The mini-match within the match lasted 18 minutes and comprised 24 points. There were nine deuces, and Corretja managed to hold serve on his eighth game point, having saved two break points.

In a sense, the Spaniard invited problems by twice double-faulting after creating his first game point at 40-30 - although it transpired that the scramble which followed worked in Corretja's favour.

A game that began with Corretja desperate to halt his opponent's flow of points ended with Rios feeling frustrated and doubting himself. After Corretja finally hit the winning smash, Rios was counting the errors that had lost him so many lengthy rallies.

"If I had won that game I think I would have won the set and then maybe the match," the Chilean said. "He didn't kill me with winners. He put a lot of balls in, and I made many misses, and that was [the story of] the match."

Rattled by the Spaniard's resilience, Rios quickly became a far different proposition from the fierce competitor who outlasted Jim Courier in the quarter-finals.
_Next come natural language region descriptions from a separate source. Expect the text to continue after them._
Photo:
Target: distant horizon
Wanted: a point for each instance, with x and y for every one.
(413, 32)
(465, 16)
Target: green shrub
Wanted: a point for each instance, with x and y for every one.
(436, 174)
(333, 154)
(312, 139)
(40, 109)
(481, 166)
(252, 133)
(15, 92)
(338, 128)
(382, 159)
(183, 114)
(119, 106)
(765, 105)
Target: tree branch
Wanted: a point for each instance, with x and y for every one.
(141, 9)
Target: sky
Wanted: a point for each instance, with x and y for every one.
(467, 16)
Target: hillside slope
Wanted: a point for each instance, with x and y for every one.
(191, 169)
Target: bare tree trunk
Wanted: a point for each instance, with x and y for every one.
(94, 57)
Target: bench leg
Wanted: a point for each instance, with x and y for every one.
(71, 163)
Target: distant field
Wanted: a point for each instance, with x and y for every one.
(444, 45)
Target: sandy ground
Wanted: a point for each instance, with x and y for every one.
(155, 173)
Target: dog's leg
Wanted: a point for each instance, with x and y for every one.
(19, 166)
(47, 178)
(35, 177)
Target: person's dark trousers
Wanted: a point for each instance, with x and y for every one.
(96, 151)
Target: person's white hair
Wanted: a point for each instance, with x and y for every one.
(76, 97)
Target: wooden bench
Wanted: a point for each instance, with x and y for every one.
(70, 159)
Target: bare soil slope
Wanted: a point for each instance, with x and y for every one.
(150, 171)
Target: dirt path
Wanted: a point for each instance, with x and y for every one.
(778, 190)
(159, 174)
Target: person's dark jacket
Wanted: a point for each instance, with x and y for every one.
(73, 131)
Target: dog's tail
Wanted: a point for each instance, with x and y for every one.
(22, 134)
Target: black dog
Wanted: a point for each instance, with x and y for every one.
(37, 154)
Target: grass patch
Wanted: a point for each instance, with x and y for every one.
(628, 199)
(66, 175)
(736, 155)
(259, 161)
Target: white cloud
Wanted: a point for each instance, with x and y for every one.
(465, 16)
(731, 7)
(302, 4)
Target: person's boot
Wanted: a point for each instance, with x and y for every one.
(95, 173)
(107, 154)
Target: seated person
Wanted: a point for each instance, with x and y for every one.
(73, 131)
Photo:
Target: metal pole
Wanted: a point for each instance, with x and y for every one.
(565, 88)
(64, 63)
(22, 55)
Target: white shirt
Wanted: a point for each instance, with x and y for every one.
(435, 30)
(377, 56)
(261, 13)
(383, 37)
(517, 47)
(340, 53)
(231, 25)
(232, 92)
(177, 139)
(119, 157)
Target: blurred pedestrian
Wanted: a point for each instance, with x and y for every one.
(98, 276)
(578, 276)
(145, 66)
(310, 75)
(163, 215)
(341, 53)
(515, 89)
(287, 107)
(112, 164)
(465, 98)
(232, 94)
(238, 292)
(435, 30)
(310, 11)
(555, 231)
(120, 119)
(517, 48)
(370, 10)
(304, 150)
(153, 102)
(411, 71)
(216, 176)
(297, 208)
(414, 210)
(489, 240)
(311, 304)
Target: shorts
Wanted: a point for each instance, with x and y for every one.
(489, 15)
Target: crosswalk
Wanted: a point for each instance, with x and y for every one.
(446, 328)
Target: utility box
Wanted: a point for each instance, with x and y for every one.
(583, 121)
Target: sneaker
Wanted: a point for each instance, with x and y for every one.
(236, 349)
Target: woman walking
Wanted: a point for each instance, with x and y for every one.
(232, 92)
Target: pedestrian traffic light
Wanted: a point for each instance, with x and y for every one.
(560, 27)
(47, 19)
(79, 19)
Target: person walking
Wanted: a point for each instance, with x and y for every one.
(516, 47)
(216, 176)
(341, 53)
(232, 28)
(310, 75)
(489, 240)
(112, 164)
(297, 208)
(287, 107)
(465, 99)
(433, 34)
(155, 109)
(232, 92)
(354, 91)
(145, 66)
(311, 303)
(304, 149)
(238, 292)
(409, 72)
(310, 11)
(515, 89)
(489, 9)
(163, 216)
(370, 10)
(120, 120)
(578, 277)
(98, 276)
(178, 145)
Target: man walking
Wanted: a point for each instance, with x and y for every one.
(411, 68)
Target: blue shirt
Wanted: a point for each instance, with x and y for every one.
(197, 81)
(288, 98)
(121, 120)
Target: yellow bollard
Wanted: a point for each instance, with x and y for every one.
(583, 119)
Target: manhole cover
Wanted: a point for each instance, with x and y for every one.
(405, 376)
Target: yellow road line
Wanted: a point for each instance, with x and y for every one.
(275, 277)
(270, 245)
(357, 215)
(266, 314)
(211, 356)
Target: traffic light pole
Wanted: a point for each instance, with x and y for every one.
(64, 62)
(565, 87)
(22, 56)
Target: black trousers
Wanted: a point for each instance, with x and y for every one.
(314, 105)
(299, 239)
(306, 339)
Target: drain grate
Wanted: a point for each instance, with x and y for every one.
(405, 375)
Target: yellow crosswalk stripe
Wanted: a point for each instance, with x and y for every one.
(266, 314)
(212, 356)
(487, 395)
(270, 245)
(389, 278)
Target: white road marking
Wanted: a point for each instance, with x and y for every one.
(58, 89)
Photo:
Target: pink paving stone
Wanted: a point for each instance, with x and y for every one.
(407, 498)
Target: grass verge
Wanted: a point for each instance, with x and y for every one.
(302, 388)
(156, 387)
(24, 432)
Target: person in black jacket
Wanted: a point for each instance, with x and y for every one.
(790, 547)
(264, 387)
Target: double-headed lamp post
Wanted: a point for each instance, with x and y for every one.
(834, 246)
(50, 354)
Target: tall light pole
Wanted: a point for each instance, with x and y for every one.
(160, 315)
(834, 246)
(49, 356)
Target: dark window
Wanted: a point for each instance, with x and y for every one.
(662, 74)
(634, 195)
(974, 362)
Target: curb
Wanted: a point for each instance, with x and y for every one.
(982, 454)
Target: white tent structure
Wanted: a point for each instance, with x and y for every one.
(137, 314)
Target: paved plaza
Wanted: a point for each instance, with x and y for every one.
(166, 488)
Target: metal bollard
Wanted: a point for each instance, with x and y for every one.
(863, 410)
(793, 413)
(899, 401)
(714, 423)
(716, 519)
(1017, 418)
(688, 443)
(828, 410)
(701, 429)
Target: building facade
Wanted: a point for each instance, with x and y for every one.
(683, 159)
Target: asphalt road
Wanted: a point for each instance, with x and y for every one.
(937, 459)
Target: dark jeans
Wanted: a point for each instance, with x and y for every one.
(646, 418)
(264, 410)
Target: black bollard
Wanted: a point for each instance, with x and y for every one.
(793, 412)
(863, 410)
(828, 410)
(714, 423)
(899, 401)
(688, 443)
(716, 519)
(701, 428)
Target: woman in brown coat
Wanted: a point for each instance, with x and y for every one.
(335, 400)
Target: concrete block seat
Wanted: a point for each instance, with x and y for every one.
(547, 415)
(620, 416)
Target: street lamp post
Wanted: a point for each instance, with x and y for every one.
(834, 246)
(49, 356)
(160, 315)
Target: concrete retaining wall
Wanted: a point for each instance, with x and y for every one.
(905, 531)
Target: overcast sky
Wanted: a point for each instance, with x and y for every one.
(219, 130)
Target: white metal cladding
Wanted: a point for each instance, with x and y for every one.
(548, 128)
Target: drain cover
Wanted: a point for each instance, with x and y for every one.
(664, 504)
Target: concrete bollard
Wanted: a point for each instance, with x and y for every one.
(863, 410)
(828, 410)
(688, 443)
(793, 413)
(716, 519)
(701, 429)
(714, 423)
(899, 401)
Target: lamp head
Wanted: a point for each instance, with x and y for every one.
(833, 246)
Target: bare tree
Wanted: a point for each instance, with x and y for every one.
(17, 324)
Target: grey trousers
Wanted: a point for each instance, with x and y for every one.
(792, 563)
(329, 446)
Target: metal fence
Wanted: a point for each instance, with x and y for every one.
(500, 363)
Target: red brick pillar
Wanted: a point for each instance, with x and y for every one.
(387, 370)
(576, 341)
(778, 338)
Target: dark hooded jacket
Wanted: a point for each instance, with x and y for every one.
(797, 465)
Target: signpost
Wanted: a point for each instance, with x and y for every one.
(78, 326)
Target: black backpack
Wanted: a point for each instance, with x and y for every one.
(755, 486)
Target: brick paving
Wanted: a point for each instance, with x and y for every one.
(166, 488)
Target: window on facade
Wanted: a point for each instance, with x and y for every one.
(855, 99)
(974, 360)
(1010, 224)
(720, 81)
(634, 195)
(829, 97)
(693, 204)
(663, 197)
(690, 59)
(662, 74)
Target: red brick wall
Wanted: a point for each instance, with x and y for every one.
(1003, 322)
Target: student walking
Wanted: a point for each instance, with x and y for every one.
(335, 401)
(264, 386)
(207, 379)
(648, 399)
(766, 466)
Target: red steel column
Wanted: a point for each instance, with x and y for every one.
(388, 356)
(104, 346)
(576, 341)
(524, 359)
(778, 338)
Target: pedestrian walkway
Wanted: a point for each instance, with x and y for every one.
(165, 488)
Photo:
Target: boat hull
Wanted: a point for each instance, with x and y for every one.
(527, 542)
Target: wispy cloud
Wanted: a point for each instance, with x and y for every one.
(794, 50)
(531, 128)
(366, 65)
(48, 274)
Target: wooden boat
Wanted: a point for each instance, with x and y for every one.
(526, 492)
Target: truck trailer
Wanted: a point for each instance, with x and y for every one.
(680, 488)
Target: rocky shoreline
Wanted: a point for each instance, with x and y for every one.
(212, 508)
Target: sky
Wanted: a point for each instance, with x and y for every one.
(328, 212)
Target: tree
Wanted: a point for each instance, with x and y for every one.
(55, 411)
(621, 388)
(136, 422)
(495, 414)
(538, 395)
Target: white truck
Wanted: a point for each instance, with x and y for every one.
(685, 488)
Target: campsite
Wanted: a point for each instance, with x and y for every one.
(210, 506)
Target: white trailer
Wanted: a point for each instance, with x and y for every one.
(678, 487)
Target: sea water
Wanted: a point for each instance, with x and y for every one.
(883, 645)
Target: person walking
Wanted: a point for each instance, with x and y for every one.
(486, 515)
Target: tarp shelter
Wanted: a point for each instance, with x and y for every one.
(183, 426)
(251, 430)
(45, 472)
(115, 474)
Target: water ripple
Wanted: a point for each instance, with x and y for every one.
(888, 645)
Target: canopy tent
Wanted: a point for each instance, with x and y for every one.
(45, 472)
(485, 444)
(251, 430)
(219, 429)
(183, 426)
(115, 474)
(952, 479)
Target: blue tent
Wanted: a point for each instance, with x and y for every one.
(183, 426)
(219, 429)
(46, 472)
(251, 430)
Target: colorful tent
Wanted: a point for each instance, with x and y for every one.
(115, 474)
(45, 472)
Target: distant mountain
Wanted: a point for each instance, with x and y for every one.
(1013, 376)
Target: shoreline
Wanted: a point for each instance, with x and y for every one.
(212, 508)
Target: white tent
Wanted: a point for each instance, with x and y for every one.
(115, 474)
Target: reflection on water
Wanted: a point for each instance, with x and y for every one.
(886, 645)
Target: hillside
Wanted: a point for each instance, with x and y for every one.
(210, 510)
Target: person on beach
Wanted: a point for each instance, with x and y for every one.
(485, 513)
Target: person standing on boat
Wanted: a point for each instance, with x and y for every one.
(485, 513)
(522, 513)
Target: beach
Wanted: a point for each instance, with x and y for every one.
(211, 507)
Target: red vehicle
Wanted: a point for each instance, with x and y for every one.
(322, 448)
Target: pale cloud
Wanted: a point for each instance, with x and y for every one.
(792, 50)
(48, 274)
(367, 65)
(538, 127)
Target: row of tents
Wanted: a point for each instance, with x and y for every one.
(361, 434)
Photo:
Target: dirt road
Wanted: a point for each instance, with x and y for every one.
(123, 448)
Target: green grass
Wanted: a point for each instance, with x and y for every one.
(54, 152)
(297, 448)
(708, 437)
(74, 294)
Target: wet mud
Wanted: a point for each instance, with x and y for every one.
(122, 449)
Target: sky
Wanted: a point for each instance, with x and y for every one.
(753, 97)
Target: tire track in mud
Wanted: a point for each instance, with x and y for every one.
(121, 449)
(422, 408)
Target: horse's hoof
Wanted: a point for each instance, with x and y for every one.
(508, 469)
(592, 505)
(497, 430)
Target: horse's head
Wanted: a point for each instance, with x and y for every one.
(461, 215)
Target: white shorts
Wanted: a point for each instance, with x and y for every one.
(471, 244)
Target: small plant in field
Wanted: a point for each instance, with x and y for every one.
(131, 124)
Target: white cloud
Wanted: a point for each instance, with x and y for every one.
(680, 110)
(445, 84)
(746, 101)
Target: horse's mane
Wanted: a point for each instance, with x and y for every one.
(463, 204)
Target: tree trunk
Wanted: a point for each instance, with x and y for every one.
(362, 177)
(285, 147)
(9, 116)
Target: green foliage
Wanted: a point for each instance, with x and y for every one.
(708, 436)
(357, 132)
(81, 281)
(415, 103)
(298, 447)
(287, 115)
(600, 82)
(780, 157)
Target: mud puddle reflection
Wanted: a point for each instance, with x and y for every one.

Betraying an ominous lack of confidence, Rios salvaged only one point when broken for 2-2. Corretja promptly held to love, and though the rallies continued to flourish, the Spaniard seemed too keenly aware that his opponent was rarely far from an error.

Rios must have been wondering if the 10,000 crowd at the Foro Italico had finally lost their minds after a week of intense heat, judging by the whistles, jeers and laughter which greeted a PA announcement during a changeover, with Corretja leading 5-4. The plea was for "the owner of a yellow Ferrari" to go and turn his alarm off.

The response brought some light relief to the proceedings, though not on the Chilean's side of the net. There was almost a touch of resignation in the backhand he misdirected wide to lose the set.

Encouraged by an ace with which he saved a break point to prevent Corretja from taking a 2-0 lead in the second set, Rios prospered when the Spaniard mis-hit a forehand to be broken for 1-2. Corretja was not as impressed as the spectators, breaking back for 2-2. "At one set down, he didn't believe in himself," Corretja said. "That's why I broke him."

The Spaniard guessed right. Rios did not have the conviction needed to level the match, even after he served for the set after breaking for 5- 4. A loose forehand into the net from a service return cost him the chance, and a netted backhand in the 12th game compounded his misery.

"He beat me three weeks ago, but I thought today was my day," Corretja said. "I was mentally stronger, and he was tired."

The crowd sensed this, too, attempting to rouse Rios when the Chilean met their approval with a promising shot, but quick to whistle and jeer on the numerous occasions he failed to deliver. Three consecutive break of serve decided the final set, Rios staging a brief recovery from 1-3, only to be broken against for 2-4.

Greg Rusedski failed to qualify for the clay court tournament in St Polton, Austria, which starts today. The British No 2 lost to Sweden's Tomas Nydahl in the final qualifying round. Tim Henman, the British No 1, plays Sheng Schalken, of the Netherlands, in the main draw.